NCERT Solutions for Complex Numbers and Quadratic Equations Exercise 5.3 Class 11 Maths

September 13, 202239 Insightful Publications

**NCERT Solutions For Class 11 Maths Chapter 2 Relations and Functions:** The NCERT solutions for class 11 maths chapter 2 provided in this article have been prepared by maths experts with years of experience. The faculty at Embibe take pride in preparing study materials, important questions, mock tests, and other resources to help students with their board exam preparation. From this article, students will be able to download the class 11 maths chapter 2 exercise, solved questions.
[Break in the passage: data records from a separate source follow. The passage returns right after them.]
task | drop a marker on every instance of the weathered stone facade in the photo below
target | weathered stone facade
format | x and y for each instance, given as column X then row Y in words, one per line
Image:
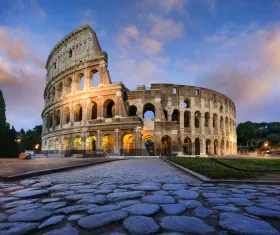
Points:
column 84, row 110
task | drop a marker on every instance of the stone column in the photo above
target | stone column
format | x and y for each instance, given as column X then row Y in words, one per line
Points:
column 117, row 142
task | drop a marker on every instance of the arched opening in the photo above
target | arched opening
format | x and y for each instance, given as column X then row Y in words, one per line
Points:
column 132, row 111
column 187, row 116
column 197, row 119
column 59, row 90
column 81, row 81
column 216, row 146
column 78, row 114
column 109, row 109
column 208, row 147
column 68, row 85
column 94, row 77
column 92, row 111
column 165, row 115
column 187, row 104
column 65, row 144
column 149, row 111
column 207, row 118
column 91, row 143
column 66, row 115
column 108, row 143
column 127, row 143
column 176, row 115
column 56, row 145
column 57, row 117
column 197, row 146
column 187, row 146
column 77, row 142
column 166, row 145
column 149, row 144
column 215, row 120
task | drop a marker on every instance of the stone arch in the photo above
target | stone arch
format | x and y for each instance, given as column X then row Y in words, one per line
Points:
column 94, row 77
column 109, row 108
column 197, row 116
column 208, row 147
column 132, row 111
column 207, row 119
column 92, row 110
column 65, row 144
column 127, row 143
column 215, row 120
column 56, row 145
column 149, row 111
column 187, row 103
column 176, row 115
column 66, row 115
column 81, row 81
column 91, row 143
column 77, row 143
column 166, row 145
column 68, row 85
column 59, row 90
column 187, row 146
column 78, row 113
column 108, row 143
column 216, row 147
column 187, row 117
column 197, row 146
column 57, row 117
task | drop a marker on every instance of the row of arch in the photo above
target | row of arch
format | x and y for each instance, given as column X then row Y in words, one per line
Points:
column 80, row 82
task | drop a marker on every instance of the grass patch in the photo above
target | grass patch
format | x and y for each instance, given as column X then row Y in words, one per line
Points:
column 203, row 166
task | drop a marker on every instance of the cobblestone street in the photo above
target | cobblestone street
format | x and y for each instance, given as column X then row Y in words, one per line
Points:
column 135, row 197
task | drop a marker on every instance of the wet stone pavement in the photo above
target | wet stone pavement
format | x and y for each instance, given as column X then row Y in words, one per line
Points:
column 135, row 197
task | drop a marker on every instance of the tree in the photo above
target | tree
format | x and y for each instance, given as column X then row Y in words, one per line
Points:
column 2, row 110
column 273, row 139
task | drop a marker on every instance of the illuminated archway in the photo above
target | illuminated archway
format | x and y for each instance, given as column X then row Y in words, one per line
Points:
column 128, row 143
column 91, row 143
column 108, row 143
column 77, row 143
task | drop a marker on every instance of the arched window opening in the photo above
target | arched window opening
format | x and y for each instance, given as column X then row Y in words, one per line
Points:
column 59, row 90
column 215, row 120
column 66, row 115
column 132, row 111
column 187, row 116
column 109, row 109
column 108, row 143
column 165, row 115
column 68, row 86
column 77, row 143
column 207, row 118
column 187, row 104
column 127, row 143
column 187, row 146
column 176, row 115
column 78, row 114
column 197, row 146
column 91, row 144
column 149, row 111
column 197, row 119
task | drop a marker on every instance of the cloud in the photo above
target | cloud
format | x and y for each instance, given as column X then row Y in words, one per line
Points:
column 21, row 80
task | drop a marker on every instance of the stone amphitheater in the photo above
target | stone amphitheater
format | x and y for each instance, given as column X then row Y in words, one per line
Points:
column 85, row 111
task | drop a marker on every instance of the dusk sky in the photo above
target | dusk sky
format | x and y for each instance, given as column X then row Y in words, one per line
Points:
column 232, row 47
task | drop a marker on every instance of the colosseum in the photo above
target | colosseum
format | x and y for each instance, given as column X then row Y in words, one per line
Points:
column 85, row 111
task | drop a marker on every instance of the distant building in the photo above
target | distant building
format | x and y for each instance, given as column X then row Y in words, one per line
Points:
column 85, row 110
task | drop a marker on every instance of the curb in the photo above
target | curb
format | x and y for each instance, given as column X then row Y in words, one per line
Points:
column 205, row 179
column 49, row 171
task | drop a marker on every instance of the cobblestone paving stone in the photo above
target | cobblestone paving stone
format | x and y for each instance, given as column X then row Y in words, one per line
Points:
column 108, row 199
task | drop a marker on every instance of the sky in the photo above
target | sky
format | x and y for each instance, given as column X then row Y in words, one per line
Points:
column 231, row 46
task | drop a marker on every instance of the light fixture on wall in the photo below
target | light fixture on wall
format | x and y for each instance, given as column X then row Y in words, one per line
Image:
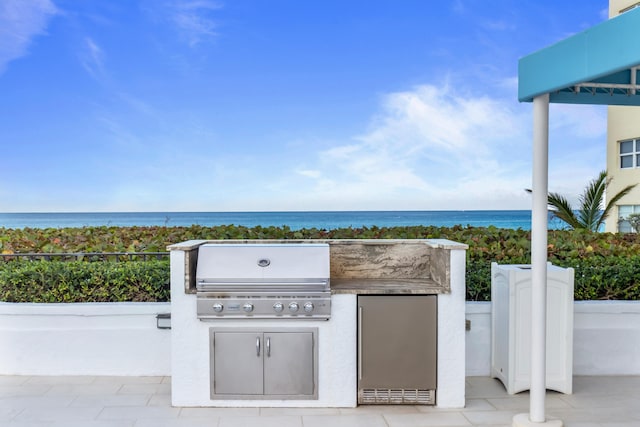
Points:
column 163, row 320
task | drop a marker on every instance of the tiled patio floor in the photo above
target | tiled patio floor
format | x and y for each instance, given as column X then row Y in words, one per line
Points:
column 145, row 402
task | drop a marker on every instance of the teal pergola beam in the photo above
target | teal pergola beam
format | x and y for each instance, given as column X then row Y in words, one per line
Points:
column 605, row 55
column 598, row 66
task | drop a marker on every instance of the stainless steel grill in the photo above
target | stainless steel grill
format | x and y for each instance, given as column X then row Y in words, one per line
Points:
column 263, row 281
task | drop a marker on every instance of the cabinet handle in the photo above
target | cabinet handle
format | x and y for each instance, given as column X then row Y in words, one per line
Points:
column 359, row 342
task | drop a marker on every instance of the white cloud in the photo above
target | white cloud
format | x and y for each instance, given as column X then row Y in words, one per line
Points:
column 432, row 147
column 20, row 22
column 192, row 19
column 441, row 148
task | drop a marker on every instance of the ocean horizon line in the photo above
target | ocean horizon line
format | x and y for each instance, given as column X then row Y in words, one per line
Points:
column 295, row 220
column 259, row 211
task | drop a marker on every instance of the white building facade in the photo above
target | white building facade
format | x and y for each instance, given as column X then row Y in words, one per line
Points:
column 623, row 149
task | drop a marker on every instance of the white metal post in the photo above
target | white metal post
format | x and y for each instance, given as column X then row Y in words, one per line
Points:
column 539, row 218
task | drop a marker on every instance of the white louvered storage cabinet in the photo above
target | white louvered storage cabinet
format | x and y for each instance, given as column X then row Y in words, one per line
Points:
column 511, row 327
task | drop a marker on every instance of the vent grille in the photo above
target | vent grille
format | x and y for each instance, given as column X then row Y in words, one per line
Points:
column 396, row 396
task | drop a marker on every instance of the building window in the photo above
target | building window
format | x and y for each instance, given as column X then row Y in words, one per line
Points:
column 623, row 214
column 630, row 153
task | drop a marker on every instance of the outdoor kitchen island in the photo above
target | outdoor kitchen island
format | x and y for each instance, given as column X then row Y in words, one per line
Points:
column 327, row 347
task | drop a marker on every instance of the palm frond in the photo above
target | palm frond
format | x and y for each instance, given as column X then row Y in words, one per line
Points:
column 612, row 202
column 590, row 213
column 562, row 210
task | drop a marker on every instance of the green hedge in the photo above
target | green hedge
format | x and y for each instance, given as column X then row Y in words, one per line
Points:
column 77, row 281
column 607, row 265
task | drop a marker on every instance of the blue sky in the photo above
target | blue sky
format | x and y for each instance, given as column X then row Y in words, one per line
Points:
column 267, row 105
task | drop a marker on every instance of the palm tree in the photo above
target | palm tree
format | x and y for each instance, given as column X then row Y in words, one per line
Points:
column 589, row 216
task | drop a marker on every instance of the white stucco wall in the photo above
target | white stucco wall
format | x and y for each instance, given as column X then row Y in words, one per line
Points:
column 451, row 338
column 606, row 338
column 83, row 339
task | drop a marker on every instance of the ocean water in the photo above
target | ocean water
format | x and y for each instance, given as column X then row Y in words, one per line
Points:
column 295, row 220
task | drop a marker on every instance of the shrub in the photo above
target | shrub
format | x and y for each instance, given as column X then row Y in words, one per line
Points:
column 77, row 281
column 607, row 265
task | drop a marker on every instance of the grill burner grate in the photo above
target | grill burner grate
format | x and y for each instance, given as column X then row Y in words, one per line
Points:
column 263, row 281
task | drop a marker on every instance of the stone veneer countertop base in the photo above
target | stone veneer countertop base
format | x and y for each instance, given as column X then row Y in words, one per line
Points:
column 385, row 286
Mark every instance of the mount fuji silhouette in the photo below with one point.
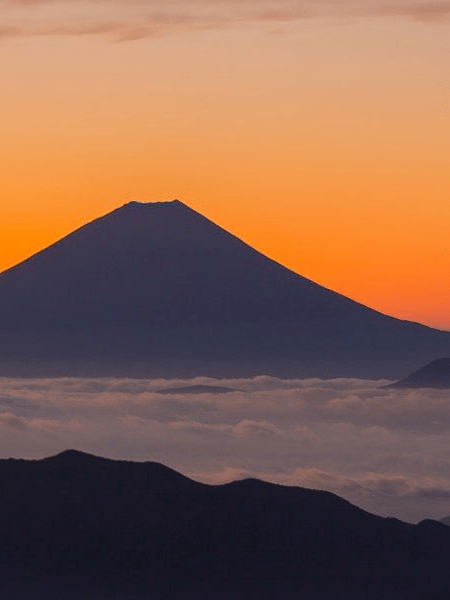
(159, 290)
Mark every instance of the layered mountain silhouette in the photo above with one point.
(159, 290)
(77, 526)
(434, 375)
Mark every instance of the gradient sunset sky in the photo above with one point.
(318, 132)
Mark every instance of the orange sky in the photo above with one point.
(323, 142)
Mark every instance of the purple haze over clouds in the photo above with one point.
(385, 450)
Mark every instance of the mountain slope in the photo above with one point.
(157, 289)
(434, 375)
(78, 526)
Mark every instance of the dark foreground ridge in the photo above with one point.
(434, 375)
(77, 526)
(157, 290)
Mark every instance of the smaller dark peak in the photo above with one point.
(435, 374)
(73, 456)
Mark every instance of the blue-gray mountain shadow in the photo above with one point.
(155, 290)
(434, 375)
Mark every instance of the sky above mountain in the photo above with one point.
(316, 131)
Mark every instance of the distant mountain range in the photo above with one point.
(77, 526)
(434, 375)
(158, 290)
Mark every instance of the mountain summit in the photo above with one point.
(158, 289)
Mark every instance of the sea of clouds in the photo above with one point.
(385, 450)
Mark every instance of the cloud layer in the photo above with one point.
(384, 450)
(121, 20)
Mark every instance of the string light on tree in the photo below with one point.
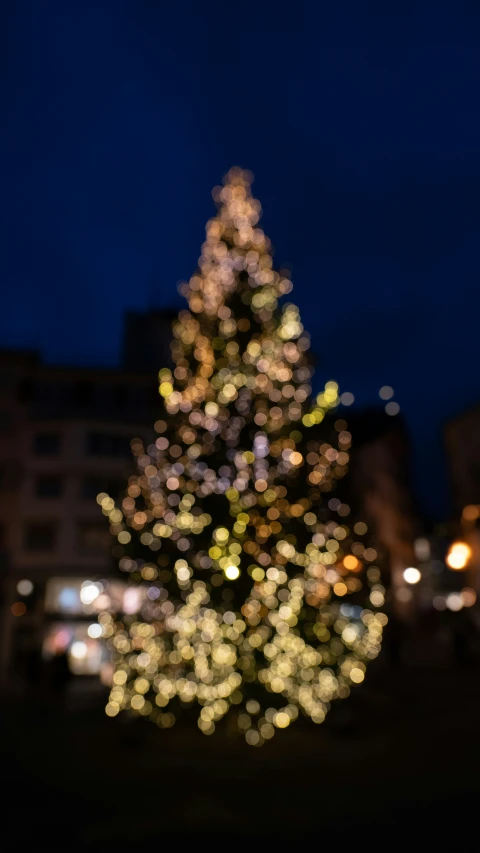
(251, 591)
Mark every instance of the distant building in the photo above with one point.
(462, 440)
(65, 436)
(380, 491)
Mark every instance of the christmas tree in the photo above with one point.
(251, 591)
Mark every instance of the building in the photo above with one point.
(380, 492)
(64, 437)
(462, 441)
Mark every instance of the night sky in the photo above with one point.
(361, 124)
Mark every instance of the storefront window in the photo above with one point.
(86, 654)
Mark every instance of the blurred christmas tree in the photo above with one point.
(249, 585)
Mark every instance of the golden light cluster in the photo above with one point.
(258, 593)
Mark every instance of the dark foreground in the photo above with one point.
(398, 760)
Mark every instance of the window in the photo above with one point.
(86, 655)
(94, 537)
(104, 444)
(40, 536)
(46, 443)
(48, 486)
(93, 485)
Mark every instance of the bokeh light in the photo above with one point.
(458, 555)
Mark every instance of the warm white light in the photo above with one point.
(89, 592)
(459, 555)
(232, 572)
(411, 575)
(454, 601)
(386, 392)
(78, 650)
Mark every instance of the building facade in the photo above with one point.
(64, 437)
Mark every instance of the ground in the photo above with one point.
(399, 758)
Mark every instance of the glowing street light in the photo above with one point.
(459, 555)
(411, 575)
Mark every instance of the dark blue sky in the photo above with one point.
(361, 124)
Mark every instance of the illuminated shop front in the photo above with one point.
(72, 606)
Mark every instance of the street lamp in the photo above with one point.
(459, 556)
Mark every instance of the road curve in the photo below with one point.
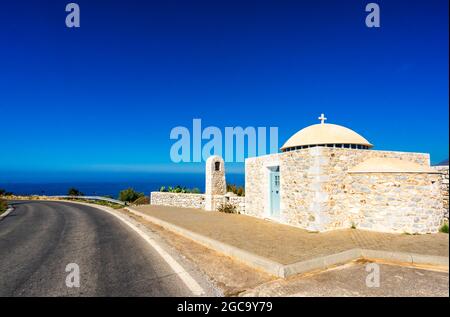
(38, 240)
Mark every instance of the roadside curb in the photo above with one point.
(6, 213)
(286, 270)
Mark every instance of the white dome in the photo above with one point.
(325, 133)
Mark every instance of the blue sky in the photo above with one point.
(103, 98)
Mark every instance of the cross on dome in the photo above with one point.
(322, 118)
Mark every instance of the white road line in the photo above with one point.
(190, 282)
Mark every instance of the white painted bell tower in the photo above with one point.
(215, 180)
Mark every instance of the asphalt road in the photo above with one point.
(39, 239)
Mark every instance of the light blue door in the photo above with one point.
(275, 194)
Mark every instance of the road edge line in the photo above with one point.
(178, 269)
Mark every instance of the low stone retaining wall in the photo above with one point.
(444, 186)
(178, 200)
(195, 200)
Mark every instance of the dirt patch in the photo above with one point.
(231, 276)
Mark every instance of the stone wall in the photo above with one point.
(178, 199)
(318, 193)
(394, 202)
(443, 169)
(194, 200)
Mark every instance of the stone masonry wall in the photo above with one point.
(444, 180)
(178, 199)
(318, 193)
(339, 185)
(394, 202)
(194, 200)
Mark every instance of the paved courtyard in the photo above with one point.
(350, 280)
(286, 244)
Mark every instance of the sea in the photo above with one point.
(112, 187)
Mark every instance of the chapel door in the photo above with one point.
(275, 194)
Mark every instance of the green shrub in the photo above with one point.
(179, 189)
(144, 200)
(240, 191)
(129, 195)
(227, 208)
(74, 192)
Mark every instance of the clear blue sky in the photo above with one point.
(104, 97)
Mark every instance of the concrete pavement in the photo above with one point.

Relations and Functions covers topics like sets, subset, relations between quantities, numbers, algebraic identities, etc. The chapter also deals with the concepts of domain, range, and functions along with relationships of each topic and their uses.

The chapter consists of 3 exercises with 6 topics. Solutions to 13 questions of exercise 2.1, 9 questions of exercise 2.2, and 5 questions of exercise 2.3 have been given. The answers to miscellaneous exercise questions are also made available to the students. Before knowing the NCERT solutions for chapter 2 of Class 11 Maths, here is an overview of the important topics:

Chapters | Topics |
---|---|

2.1 | Introduction |

2.2 | Cartesian Products of Sets |

2.3 | Relations |

2.4 | Functions |

2.4.1 | Some Functions and their Graphs |

2.4.2 | Algebra of Real Functions |

We have provided some important points that are covered in NCERT Class 11 Maths Chapter 2 to help students in their exam preparations. Refer to the list below:

- An ordered pair consists of two objects or elements in a given fixed order.
- (a
_{1}, b_{1}) = (a_{2}, b_{2}) ⇔ a_{1}= a_{2}and b_{1}= b_{2} - If A and B are two non-empty sets, then A × B = {(a,b) : a ∈ A, b ∈ B} is called the Cartesian product of A and B.
- If A and B are finite sets having m and n elements respectively, then A × B has mn elements.
- R × R = {(x, y) : x, y ∈ R} is the set of all points in the XY-plane.
- R × R × R = {(x, y, z) : x, y, z ∈ R} is the set of all points in three-dimensional space.
- If A and B are finite sets having m and n elements respectively. Then, 2
^{mn}relations can be defined from A to B.

Students can visit Embibe to get free access to all the important points for NCERT Class 11 Maths Chapter 2 Relations and Functions.

The NCERT Solutions for Class 11 Maths are listed below to help students with their exam preparations:

**1st Chapter: Sets****2nd Chapter: Relations and Functions****3rd Chapter: Trigonometric Functions****4th Chapter: Principle of Mathematical Induction****5th Chapter: Complex Numbers and Quadratic Equations****6th Chapter: Linear Inequalities****7th Chapter: Permutations and Combinations****8th Chapter: Binomial Theorem****9th Chapter: Sequences and Series****10th Chapter: Straight Lines****11th Chapter: Conic Sections****12th Chapter: Introduction to Three Dimensional Geometry****13th Chapter: Limits and Derivatives****14th Chapter: Mathematical Reasoning****15th Chapter: Statistics****16th Chapter: Probability**

**Ans: **A relation R from a set A to a set B is a subset of the cartesian product A x B obtained by describing a relationship between the first element x and the second element y of the ordered pairs in A x B.

**Ans: **All class 11 maths NCERT solutions PDFs are available for free on Embibe.

**Ans**: For Class 11 final exams, NCERT books along with previous year question papers are sufficient. However, for competitive exams like JEE Main, JEE Advanced, and BITSAT, you need to refer to some advanced-level books as well.

**Ans:** To score good marks in Class 11 Maths, students must practice the NCERT solutions for all chapters, practice sample papers and previous year question papers, prepare notes for every subject, work on their areas of improvement.

**Ans**: By solving NCERT solutions, students can tackle the question paper with ease. Moreover, they can build the fundamentals for competitive exams. Student’s confidence gets improved and they become efficient in the subject.